WHEN housing developers build on every green space in Oxfordshire and the pollution from Botley Road turns the air into a smokey soup, who will be there to protect the county’s rarest and most precious endangered species?

The Floral Guardians, that’s who.

This band of unpaid defenders are the last bastion between some of Oxfordshire’s most beautiful and bizarre plants and extinction (in Oxfordshire at least).

Each guardian has their own species to defend – the startling crimson Pheasant’s Eye, whose Oxfordshire stronghold is a closely-guarded secret, the towering Greater Water Parsnip of North Oxford which grows up to six feet tall, or Port Meadow’s Creeping Marshwort.

But they are eagerly hunting for some new, younger members to help them in their fight.

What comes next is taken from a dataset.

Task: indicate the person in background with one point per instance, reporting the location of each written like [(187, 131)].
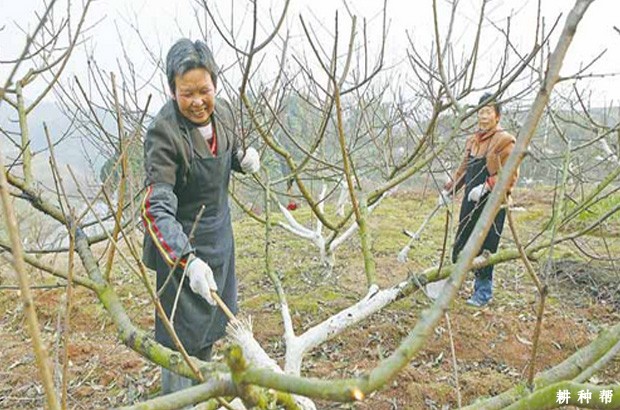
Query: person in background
[(189, 151), (486, 152)]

The 12 guardians, who are all members of Oxfordshire Flora Group, must liaise with landowners who may or may not want an endangered species on their land, work out what the plant needs to survive, and see if the landowner will help provide that.

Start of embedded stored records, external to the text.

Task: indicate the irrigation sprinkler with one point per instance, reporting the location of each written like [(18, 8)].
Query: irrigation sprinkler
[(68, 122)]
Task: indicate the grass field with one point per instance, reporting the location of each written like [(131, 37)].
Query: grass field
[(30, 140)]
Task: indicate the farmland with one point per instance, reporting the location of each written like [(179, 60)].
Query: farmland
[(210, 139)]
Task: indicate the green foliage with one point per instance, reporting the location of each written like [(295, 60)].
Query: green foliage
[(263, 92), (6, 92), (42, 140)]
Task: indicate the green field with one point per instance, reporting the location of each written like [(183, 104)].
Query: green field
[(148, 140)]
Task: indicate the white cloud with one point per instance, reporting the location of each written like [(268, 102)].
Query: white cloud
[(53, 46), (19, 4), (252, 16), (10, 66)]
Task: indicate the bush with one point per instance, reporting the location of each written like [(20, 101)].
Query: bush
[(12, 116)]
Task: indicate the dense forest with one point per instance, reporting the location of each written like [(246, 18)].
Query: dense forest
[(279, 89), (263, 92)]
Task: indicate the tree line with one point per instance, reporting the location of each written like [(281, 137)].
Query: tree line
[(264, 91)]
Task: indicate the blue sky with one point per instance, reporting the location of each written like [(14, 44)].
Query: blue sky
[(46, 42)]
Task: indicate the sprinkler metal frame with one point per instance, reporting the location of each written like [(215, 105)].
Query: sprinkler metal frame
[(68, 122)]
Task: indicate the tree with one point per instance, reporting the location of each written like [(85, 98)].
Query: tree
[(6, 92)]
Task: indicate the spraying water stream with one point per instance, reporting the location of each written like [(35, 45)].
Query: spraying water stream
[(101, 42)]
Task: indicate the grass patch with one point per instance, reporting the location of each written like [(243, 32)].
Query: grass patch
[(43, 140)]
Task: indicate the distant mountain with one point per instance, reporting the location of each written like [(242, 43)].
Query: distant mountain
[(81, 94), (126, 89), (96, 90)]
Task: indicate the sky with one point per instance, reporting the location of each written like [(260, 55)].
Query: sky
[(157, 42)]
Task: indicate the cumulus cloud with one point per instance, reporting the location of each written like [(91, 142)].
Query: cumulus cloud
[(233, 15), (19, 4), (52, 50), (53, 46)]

Chairwoman Susan Erskine said: “It sounds like a huge, weighty responsibility, and in a way it is.”

The group’s real “claim to fame” is the Creeping Marshwort – Apium repens.

In the whole of the British Isles, it is found only on Port Meadow and Binsey Green, and is disappearing from Binsey Green.

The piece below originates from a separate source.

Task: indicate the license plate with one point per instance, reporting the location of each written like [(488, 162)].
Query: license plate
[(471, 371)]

Almost unbelievably for a plant that only grows on a flood plain, it does not like flooding, at least not in the summer when the water is deoxygenated.

The group recently moved a small number of plants to a site in South Hinksey where it is still doing well, and working with Natural England they hope to eventually get it going in five sites across Oxfordshire. The small, green herb, related to carrots and parsnips, is thought to have survived in Port Meadow since the last Ice Age.

Mrs Erskine said: “Our members are all very dedicated but mostly retired – we need the younger generation in our group.”

Judy Webb, guardian of the Greater Water Parsnip, led a survey of populations in Old Marston on Saturday.

The Ashmolean Natural History Society of Oxfordshire was founded in the early 1900s and ran until the 1990s.

Out of that grew a group which was set up to look after rare plants.

In 2013 it changed its name to Oxfordshire Flora Group, which is still a branch of the Ashmolean group.